Corrector estimates for elliptic systems with random periodic coefficients

TL;DR

This paper develops two methods to estimate the gradient of correctors in elliptic systems with random, stationary coefficients, providing bounds independent of domain size and applicable to both smooth and discontinuous coefficients.

Contribution

It introduces two approaches—Green function representation and spectral gap methods—for obtaining domain-size-independent moment bounds on corrector gradients in random elliptic systems.

Findings

Green function approach requires Hölder continuity and Logarithmic Sobolev inequality.

Spectral gap method applies to discontinuous coefficients with spectral gap estimates.
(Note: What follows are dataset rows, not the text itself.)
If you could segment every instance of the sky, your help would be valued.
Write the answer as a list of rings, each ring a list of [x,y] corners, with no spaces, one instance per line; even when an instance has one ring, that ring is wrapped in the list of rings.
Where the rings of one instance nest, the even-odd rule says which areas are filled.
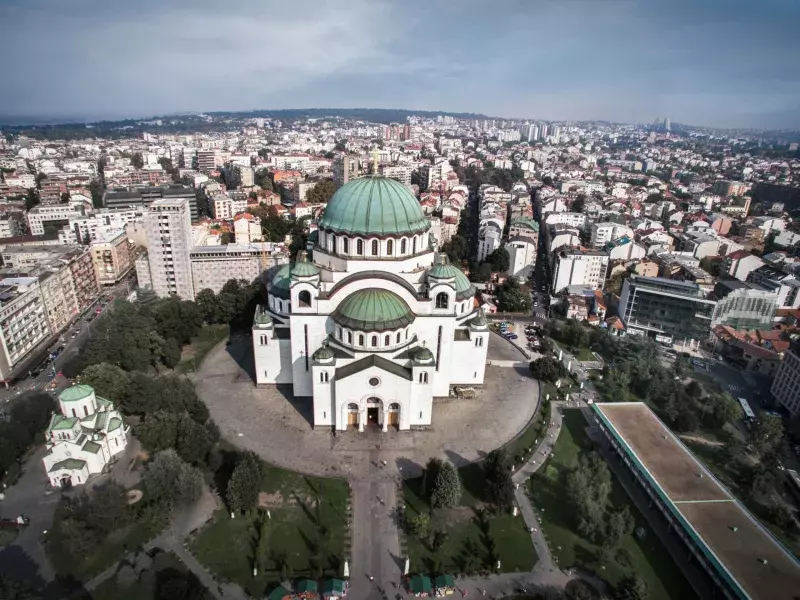
[[[280,108],[800,128],[797,0],[0,0],[0,121]]]

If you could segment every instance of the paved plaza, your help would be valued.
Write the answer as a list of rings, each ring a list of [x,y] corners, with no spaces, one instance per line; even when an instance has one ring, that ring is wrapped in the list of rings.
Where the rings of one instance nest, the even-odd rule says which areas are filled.
[[[253,385],[249,343],[241,338],[217,346],[194,375],[197,392],[225,438],[295,471],[372,480],[418,475],[431,456],[462,466],[511,440],[537,409],[538,382],[527,366],[489,366],[475,398],[434,402],[433,426],[427,430],[382,433],[368,428],[334,435],[330,428],[312,429],[311,398],[295,399],[290,387]],[[516,351],[492,334],[490,357],[501,352],[505,357],[509,348]],[[391,466],[377,468],[376,460]]]

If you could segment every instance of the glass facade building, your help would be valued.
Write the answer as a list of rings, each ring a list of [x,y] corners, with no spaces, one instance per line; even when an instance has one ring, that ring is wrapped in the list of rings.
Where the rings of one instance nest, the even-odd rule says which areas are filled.
[[[629,333],[690,343],[708,337],[715,307],[696,283],[631,275],[622,288],[619,316]]]

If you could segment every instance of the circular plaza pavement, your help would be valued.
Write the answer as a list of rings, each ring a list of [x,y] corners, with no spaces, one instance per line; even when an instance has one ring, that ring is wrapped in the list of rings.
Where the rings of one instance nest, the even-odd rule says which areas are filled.
[[[295,399],[291,387],[256,388],[250,338],[220,344],[192,376],[223,437],[257,452],[268,462],[312,475],[350,479],[375,477],[374,463],[393,463],[404,477],[419,474],[432,456],[457,467],[485,456],[513,439],[536,412],[539,384],[528,374],[524,357],[506,340],[491,335],[483,389],[474,399],[434,401],[433,425],[425,431],[314,430],[310,398]],[[493,361],[494,359],[494,361]],[[373,463],[371,465],[370,463]]]

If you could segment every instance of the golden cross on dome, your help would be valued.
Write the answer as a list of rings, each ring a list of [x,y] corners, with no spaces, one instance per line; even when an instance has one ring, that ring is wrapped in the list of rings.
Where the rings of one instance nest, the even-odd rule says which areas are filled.
[[[375,149],[372,151],[372,174],[373,175],[377,175],[378,174],[378,148],[377,147],[375,147]]]

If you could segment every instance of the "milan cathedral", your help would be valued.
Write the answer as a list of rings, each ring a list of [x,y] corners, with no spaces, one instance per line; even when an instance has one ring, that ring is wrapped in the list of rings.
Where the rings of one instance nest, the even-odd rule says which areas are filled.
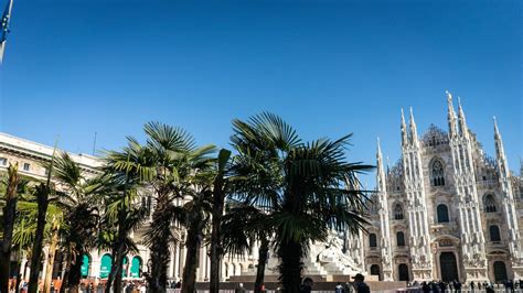
[[[402,159],[384,167],[365,239],[365,268],[383,281],[504,281],[523,278],[522,177],[509,170],[495,118],[495,159],[483,153],[447,93],[448,131],[418,137],[402,110]],[[522,167],[523,170],[523,167]]]

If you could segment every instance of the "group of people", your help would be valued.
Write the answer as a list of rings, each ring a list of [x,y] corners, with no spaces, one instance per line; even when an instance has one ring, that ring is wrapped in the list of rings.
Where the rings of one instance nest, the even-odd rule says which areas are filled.
[[[365,276],[363,274],[357,273],[352,278],[354,282],[352,283],[338,283],[334,287],[335,293],[371,293],[371,287],[364,282]],[[311,293],[312,292],[312,279],[306,278],[301,284],[300,293]]]
[[[409,287],[418,287],[424,293],[439,293],[439,292],[476,292],[476,291],[485,291],[487,293],[493,293],[497,289],[505,289],[505,292],[515,292],[515,289],[523,289],[523,280],[514,282],[512,280],[504,281],[502,283],[493,282],[473,282],[461,283],[457,280],[452,282],[444,281],[431,281],[431,282],[413,282],[408,285]]]

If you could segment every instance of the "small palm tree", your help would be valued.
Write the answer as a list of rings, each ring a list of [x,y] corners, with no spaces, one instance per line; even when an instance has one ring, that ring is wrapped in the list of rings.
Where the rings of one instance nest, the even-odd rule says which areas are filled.
[[[145,235],[151,251],[151,265],[146,278],[151,292],[164,292],[169,262],[166,251],[177,241],[172,224],[184,213],[174,200],[194,194],[194,184],[202,180],[200,176],[209,167],[209,154],[214,152],[214,146],[196,148],[194,139],[183,129],[159,122],[146,123],[143,130],[147,134],[145,145],[129,138],[129,143],[138,150],[137,159],[127,161],[120,156],[114,169],[136,170],[142,184],[152,191],[154,207]]]
[[[268,175],[267,185],[255,186],[246,196],[270,210],[267,225],[276,231],[280,281],[286,292],[299,292],[310,241],[325,240],[332,228],[363,229],[366,192],[354,186],[361,186],[356,174],[372,166],[346,162],[350,134],[305,143],[271,113],[234,120],[233,129],[233,145],[247,162],[267,162],[268,169],[259,171]]]
[[[14,229],[20,176],[18,164],[9,165],[2,213],[2,242],[0,246],[0,292],[9,292],[12,235]]]
[[[230,256],[243,257],[246,251],[253,249],[255,242],[259,242],[254,291],[262,292],[270,238],[274,234],[273,228],[266,225],[270,215],[247,204],[230,202],[228,205],[232,207],[227,209],[222,221],[223,250]]]
[[[95,247],[99,223],[102,177],[85,177],[79,165],[66,153],[54,159],[52,177],[60,185],[54,199],[63,211],[60,229],[61,246],[65,253],[65,273],[61,291],[77,292],[82,279],[82,256]]]

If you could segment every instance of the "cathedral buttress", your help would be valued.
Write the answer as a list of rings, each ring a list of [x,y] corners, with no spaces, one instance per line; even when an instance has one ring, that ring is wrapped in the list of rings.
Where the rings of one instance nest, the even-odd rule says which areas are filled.
[[[408,135],[402,110],[402,156],[413,276],[418,281],[433,280],[433,254],[425,202],[421,149],[412,108]]]
[[[498,163],[498,172],[500,186],[502,192],[503,203],[503,215],[505,216],[506,226],[509,228],[509,250],[514,261],[514,264],[519,269],[514,268],[514,278],[523,278],[523,260],[521,251],[521,239],[520,230],[517,227],[517,213],[515,210],[514,193],[511,185],[511,175],[506,163],[505,151],[503,148],[503,140],[501,139],[500,130],[498,129],[498,122],[494,117],[494,142],[495,142],[495,156]]]
[[[456,121],[456,117],[452,96],[449,93],[447,93],[447,99],[449,104],[449,143],[461,230],[463,276],[467,281],[483,281],[487,280],[485,240],[476,187],[472,142],[461,104],[459,102],[458,106],[458,127],[456,128],[456,123],[451,122]]]
[[[383,281],[393,281],[393,265],[392,265],[392,243],[391,243],[391,227],[388,224],[388,202],[385,171],[383,169],[382,149],[380,139],[377,139],[376,152],[377,165],[377,195],[378,195],[378,214],[380,214],[380,231],[381,231],[381,257],[383,267]]]

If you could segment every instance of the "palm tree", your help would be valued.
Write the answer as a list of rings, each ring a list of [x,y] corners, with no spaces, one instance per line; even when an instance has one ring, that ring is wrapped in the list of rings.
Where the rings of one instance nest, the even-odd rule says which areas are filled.
[[[12,235],[14,229],[14,217],[17,213],[17,200],[19,192],[20,177],[18,174],[18,164],[8,167],[8,180],[3,206],[3,232],[0,247],[0,292],[9,292],[9,276],[11,264]]]
[[[172,235],[172,224],[177,217],[183,216],[183,208],[175,206],[174,199],[194,194],[193,184],[200,180],[200,173],[194,174],[194,171],[207,169],[207,156],[214,152],[214,146],[196,148],[194,139],[183,129],[159,122],[148,122],[143,130],[148,137],[146,145],[129,138],[129,142],[140,149],[139,160],[120,158],[114,167],[122,172],[136,169],[145,186],[153,193],[156,203],[145,235],[151,251],[151,265],[146,278],[151,292],[164,292],[169,262],[166,251],[177,240]]]
[[[50,196],[54,194],[54,187],[51,184],[51,172],[47,175],[46,183],[40,183],[34,191],[34,197],[38,203],[38,215],[36,215],[36,230],[34,234],[34,242],[31,252],[31,265],[29,273],[29,292],[36,293],[39,290],[39,274],[40,263],[42,260],[43,242],[45,238],[45,219],[47,216],[47,207],[50,203]]]
[[[286,292],[299,292],[302,258],[310,241],[325,240],[332,228],[363,229],[366,192],[354,186],[360,186],[356,174],[372,166],[346,162],[344,151],[351,134],[305,143],[271,113],[254,116],[246,122],[236,119],[233,130],[233,145],[243,151],[242,155],[265,158],[270,166],[271,193],[255,191],[247,196],[271,210],[267,225],[276,231],[280,281]]]
[[[105,182],[102,176],[85,177],[79,165],[66,153],[54,160],[53,180],[60,185],[56,205],[63,211],[60,230],[65,254],[65,272],[61,291],[77,292],[82,279],[82,256],[95,247],[99,223],[99,198]]]
[[[38,186],[36,186],[38,187]],[[30,254],[33,259],[34,239],[39,229],[40,216],[39,203],[34,196],[22,198],[18,205],[18,220],[20,220],[14,229],[13,243],[19,247],[20,252],[25,249],[31,249]],[[45,263],[45,271],[43,272],[43,292],[50,292],[52,281],[52,272],[54,264],[54,257],[58,249],[60,226],[63,224],[63,211],[56,203],[51,202],[47,205],[45,213],[45,225],[42,235],[42,245],[49,245],[47,258]],[[42,258],[44,251],[40,251]],[[40,268],[39,268],[40,269]],[[40,273],[40,272],[39,272]]]
[[[211,231],[211,280],[209,290],[211,293],[220,292],[220,261],[223,256],[223,249],[221,249],[220,240],[222,238],[222,218],[225,205],[225,197],[231,192],[230,185],[231,180],[227,177],[228,162],[231,159],[231,151],[222,149],[220,150],[216,172],[213,181],[213,202],[212,202],[212,231]]]
[[[254,291],[262,292],[270,238],[274,234],[273,228],[266,225],[270,215],[248,204],[230,202],[230,205],[232,207],[227,209],[222,221],[222,248],[230,256],[243,257],[246,251],[252,251],[255,242],[259,242]]]

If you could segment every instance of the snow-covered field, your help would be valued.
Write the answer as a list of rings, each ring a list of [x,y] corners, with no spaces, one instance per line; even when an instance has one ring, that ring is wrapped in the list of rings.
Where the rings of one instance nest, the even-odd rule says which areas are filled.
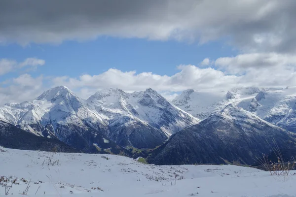
[[[146,164],[122,156],[0,151],[0,196],[77,197],[294,197],[296,175],[234,165]],[[3,177],[3,178],[1,178]]]

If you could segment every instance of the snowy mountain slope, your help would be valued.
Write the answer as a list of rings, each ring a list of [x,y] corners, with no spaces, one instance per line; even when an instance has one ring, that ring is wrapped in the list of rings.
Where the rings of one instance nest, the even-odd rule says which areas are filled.
[[[90,97],[87,102],[108,117],[108,136],[123,146],[153,148],[172,133],[199,122],[151,89],[132,94],[105,90]]]
[[[30,180],[28,196],[290,197],[295,194],[295,175],[275,177],[250,167],[157,166],[110,155],[3,150],[6,152],[0,152],[0,179],[3,177],[0,195],[4,195],[5,187],[1,186],[6,177],[8,185],[17,178],[8,196],[23,196],[18,194]],[[58,164],[50,164],[57,161]]]
[[[123,151],[102,131],[108,129],[100,114],[87,107],[84,100],[64,86],[45,92],[32,102],[8,103],[0,109],[1,118],[40,136],[57,137],[77,149],[97,152],[93,144],[103,149]]]
[[[230,103],[238,103],[256,97],[260,89],[255,87],[233,89],[229,91],[184,91],[172,101],[194,117],[203,120]]]
[[[177,133],[154,151],[148,162],[159,164],[251,164],[256,157],[270,153],[273,139],[280,149],[296,149],[296,141],[288,132],[230,104]]]
[[[31,102],[6,104],[0,107],[0,119],[86,151],[95,151],[93,143],[104,149],[116,147],[104,138],[124,146],[154,148],[199,121],[150,89],[133,94],[111,89],[85,100],[65,86]]]
[[[227,92],[185,91],[172,102],[200,119],[204,119],[229,103],[262,119],[296,132],[296,87],[234,89]]]

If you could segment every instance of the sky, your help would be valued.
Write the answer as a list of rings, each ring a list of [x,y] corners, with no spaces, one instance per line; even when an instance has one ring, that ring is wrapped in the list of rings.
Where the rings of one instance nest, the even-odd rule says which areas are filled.
[[[296,85],[294,0],[0,1],[0,105],[64,85],[182,91]]]

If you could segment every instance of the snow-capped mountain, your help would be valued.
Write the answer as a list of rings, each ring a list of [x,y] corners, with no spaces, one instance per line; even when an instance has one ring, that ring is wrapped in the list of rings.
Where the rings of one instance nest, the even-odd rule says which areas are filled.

Bounds are independent of the domain size L.

Abstract

We consider an elliptic system of equations on the torus $\left[ -\frac{L}{2}, \frac{L}{2} \right)^d$ with random coefficients $A$, that are assumed to be coercive and stationary. Using two different approaches we obtain moment bounds on the gradient of the corrector, independent of the domain size $L$. In the first approach we use Green function representation. For that we require $A$ to be locally H\"older continuous and distribution of $A$ to satisfy Logarithmic Sobolev inequality. The second method works for non-smooth (possibly discontinuous) coefficients, and it requires that statistics of $A$ satisfies Spectral Gap estimate.